Flash workers have access to two types of storage: for temporary data and for persistent, sharable data.
Container disk
A container disk provides temporary storage that exists only while a worker is running. Each worker gets its own isolated container disk, with a default size of 64GB for GPU endpoints.
You can read and write temporary files to the container disk using standard filesystem operations from within @Endpoint functions.
Any file that is not written to a network volume (at /runpod-volume/) is written to the container disk, and will be erased when the worker stops.
Configuring container disk size (GPU-only)
Configure container disk size for GPU endpoints using the template parameter (default: 64GB).
from runpod_flash import Endpoint, GpuType, PodTemplate
@Endpoint(
name="large-temp-storage",
gpu=GpuType.NVIDIA_A100_80GB_PCIe,
template=PodTemplate(containerDiskInGb=100)
)
async def process(data: dict) -> dict:
# 100GB container disk available
...
CPU auto-sizing
CPU endpoints automatically adjust container disk size based on instance limits:
CPU3G and CPU3C instances: vCPU count × 10GB (e.g., 2 vCPU = 20GB)
CPU5C instances: vCPU count × 15GB (e.g., 4 vCPU = 60GB)
If you specify a custom size that exceeds the instance limit, deployment will fail with a validation error.
Network volumes
Network volumes provide persistent storage that survives worker restarts. Each volume is tied to a specific datacenter. Use volumes to share data between endpoint functions or to persist data between runs.
Attaching network volumes
Attach a network volume using the volume parameter. Flash uses the volume name to find an existing volume or create a new one. Specify the datacenter parameter to control where the volume is created:
from runpod_flash import Endpoint, GpuType, DataCenter, NetworkVolume
vol = NetworkVolume(name="model-cache", size=100, datacenter=DataCenter.US_GA_2)
@Endpoint(
name="persistent-storage",
gpu=GpuType.NVIDIA_A100_80GB_PCIe,
datacenter=DataCenter.US_GA_2,
volume=vol
)
async def process(data: dict) -> dict:
# Access files at /runpod-volume/
...
You can also reference an existing volume by ID:
vol = NetworkVolume(id="vol_abc123")
Multi-datacenter volumes
For endpoints deployed across multiple datacenters, pass a list of volumes (one per datacenter):
from runpod_flash import Endpoint, GpuType, DataCenter, NetworkVolume
volumes = [
NetworkVolume(name="models-us", size=100, datacenter=DataCenter.US_GA_2),
NetworkVolume(name="models-eu", size=100, datacenter=DataCenter.EU_RO_1),
]
@Endpoint(
name="global-inference",
gpu=GpuType.NVIDIA_A100_80GB_PCIe,
datacenter=[DataCenter.US_GA_2, DataCenter.EU_RO_1],
volume=volumes
)
async def process(data: dict) -> dict:
# Workers in each region access their local volume at /runpod-volume/
...
Only one network volume is allowed per datacenter. If you specify multiple volumes in the same datacenter, deployment will fail.
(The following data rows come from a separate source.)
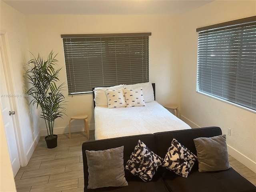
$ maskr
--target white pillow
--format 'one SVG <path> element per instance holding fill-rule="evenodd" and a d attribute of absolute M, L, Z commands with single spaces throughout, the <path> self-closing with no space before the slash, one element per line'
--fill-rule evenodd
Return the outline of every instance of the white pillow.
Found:
<path fill-rule="evenodd" d="M 108 97 L 108 108 L 126 107 L 125 96 L 123 89 L 106 91 Z"/>
<path fill-rule="evenodd" d="M 106 90 L 120 89 L 123 88 L 124 84 L 111 87 L 95 88 L 93 90 L 94 92 L 94 100 L 95 102 L 95 106 L 108 106 L 108 99 L 105 92 Z"/>
<path fill-rule="evenodd" d="M 124 85 L 124 88 L 128 89 L 137 89 L 141 87 L 143 92 L 143 97 L 145 103 L 153 101 L 155 100 L 154 96 L 154 90 L 151 82 L 138 83 L 131 85 Z"/>
<path fill-rule="evenodd" d="M 141 87 L 136 89 L 124 88 L 126 102 L 126 107 L 134 106 L 145 106 L 143 93 Z"/>

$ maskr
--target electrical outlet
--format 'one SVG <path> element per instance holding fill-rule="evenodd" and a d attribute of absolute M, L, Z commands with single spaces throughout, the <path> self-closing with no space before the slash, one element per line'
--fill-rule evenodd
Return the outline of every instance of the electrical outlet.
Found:
<path fill-rule="evenodd" d="M 228 128 L 228 134 L 230 136 L 231 136 L 231 129 Z"/>

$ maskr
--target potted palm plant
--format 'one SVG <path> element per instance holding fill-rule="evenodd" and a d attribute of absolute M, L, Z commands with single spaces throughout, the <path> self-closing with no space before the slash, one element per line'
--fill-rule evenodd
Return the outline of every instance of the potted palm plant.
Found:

Accessing network volume files
Network volumes mount at /runpod-volume/ and can be accessed like a regular filesystem:
from runpod_flash import Endpoint, GpuType, NetworkVolume
vol = NetworkVolume(name="model-storage")
@Endpoint(
name="model-server",
gpu=GpuType.NVIDIA_A100_80GB_PCIe,
volume=vol,
dependencies=["torch", "transformers"]
)
async def run_inference(prompt: str) -> dict:
from transformers import AutoModelForCausalLM, AutoTokenizer
# Load model from network volume
# Persists across worker restarts and shared between workers
model_path = "/runpod-volume/models/llama-7b"
model = AutoModelForCausalLM.from_pretrained(model_path)
tokenizer = AutoTokenizer.from_pretrained(model_path)
# Run inference
inputs = tokenizer(prompt, return_tensors="pt").to("cuda")
outputs = model.generate(**inputs, max_length=100)
text = tokenizer.decode(outputs[0])
return {"generated_text": text}
Load-balanced endpoints with storage
from runpod_flash import Endpoint, GpuType, NetworkVolume
vol = NetworkVolume(name="model-storage")
api = Endpoint(
name="inference-api",
gpu=GpuType.NVIDIA_GEFORCE_RTX_4090,
volume=vol,
workers=(1, 5)
)
@api.post("/generate")
async def generate(prompt: str) -> dict:
from transformers import AutoModelForCausalLM
model = AutoModelForCausalLM.from_pretrained("/runpod-volume/models/gpt2")
# Generate text
return {"text": "generated"}
@api.get("/models")
async def list_models() -> dict:
import os
models = os.listdir("/runpod-volume/models")
return {"models": models}
Creating and managing network volumes
Network volumes must be created before attaching them to an Endpoint. See Network volumes for detailed instructions.